“HerstoRIH” is made!
CNBC reported that Rihanna, our Bajan bad gal, is now the youngest self-made billionaire in the United States, with a stunning net worth of $1.4 billion.
The 34-year-old recording artist, songstress, and prospering entrepreneur was recently featured on Forbes’ annual list of America’s richest self-made women for the third year in a row, ranking 21st overall.
But that’s not all. The Fenty Beauty CEO is the only one under 40 who made the list.
Rihanna’s fortune is dripping with self-made badness. The “Pour It Up” singer, whose full name is Robyn Rihanna Fenty, is famed for her music career, which catapulted her into icon status within the industry. From shifting away from her Caribbean roots to dropping 2007’s “Good Girl Gone Bad” and leading the charge with the album’s first single, “Umbrella,” to releasing a new top-selling album each year, Rihanna’s billionaire status speaks to an undisputed success in her music career.
Although she hasn’t released any music after 2016’s Anti, the nine-time Grammy Award winner’s creative muse has also triggered various entrepreneurial and philanthropic pursuits. Her innate sense of style—from cutting-edge hairstyles to her “fashion killa” caliber —has earned her over 70 magazine covers.
“Every time it was about challenging myself: I have to do better, I have to do better. And what’s next, what’s next? I just started branching out into different creative outlets. That’s what makes me happy,” Rihanna told The New York Times Style Magazine.
Back in March, BLACK ENTERPRISE reported that Rihanna was talking with advisers on an initial public offering that could value Savage X Fenty lingerie at $3 billion or more. Goldman Sachs Group Inc. and Morgan Stanley were among the banks Savage X Fenty was working with. With 30% company ownership, Rihanna also owns half of Fenty Beauty, which generated $550 million in revenue in 2020. The French luxury fashion conglomerate LVMH owns the other half.
While the racks come in, Rihanna is also navigating motherhood since giving birth to a baby boy earlier in May. She isn’t too focused on reaching financial milestones.

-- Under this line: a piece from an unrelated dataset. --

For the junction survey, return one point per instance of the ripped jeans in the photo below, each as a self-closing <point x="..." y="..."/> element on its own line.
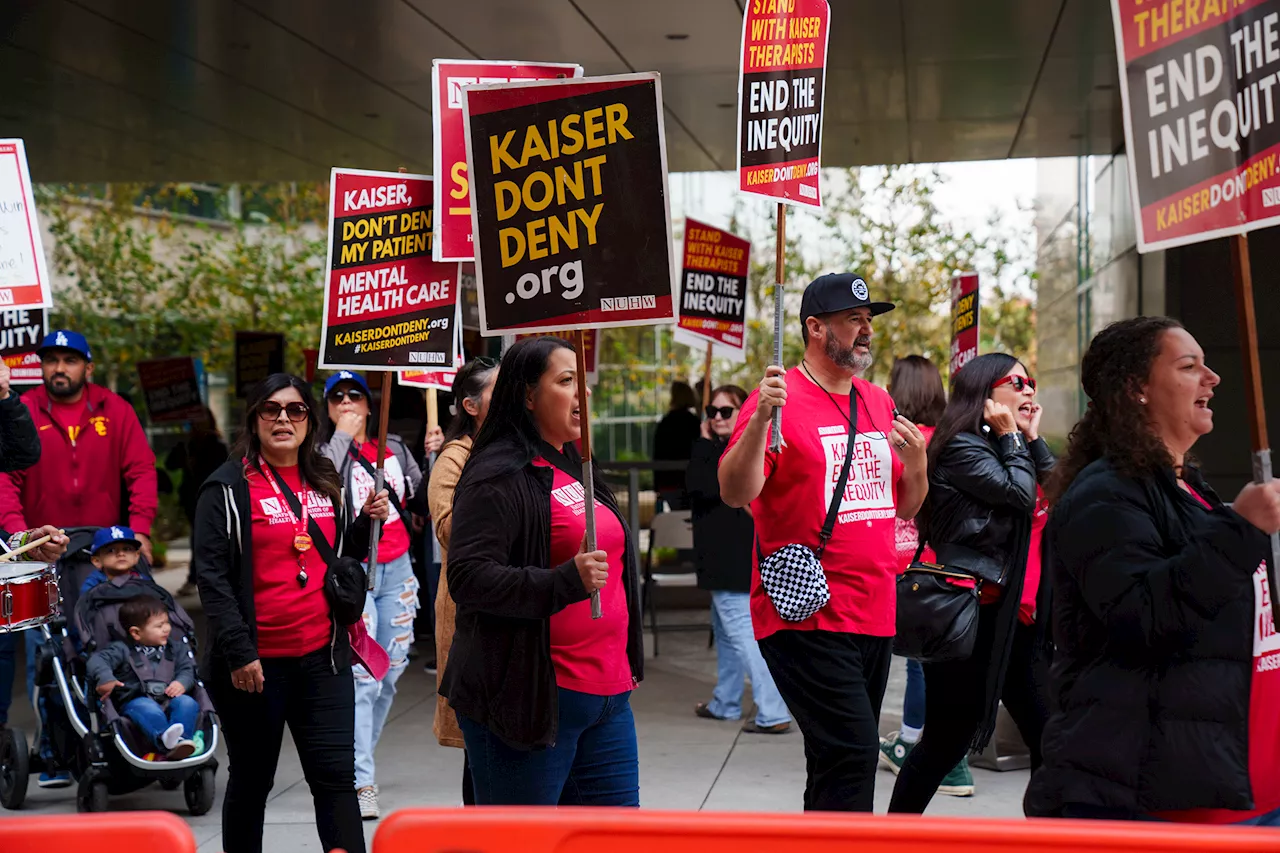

“The money means that I can take care of my family. The money means that I can facilitate the businesses that I want to. I can create jobs for other people. My money is not for me; it’s always the thought that I can help someone else or, in the future, for if I have kids. The world can really make you believe that the wrong things are priority, and it makes you really miss the core of life, what it means to be alive,” the new mother continued.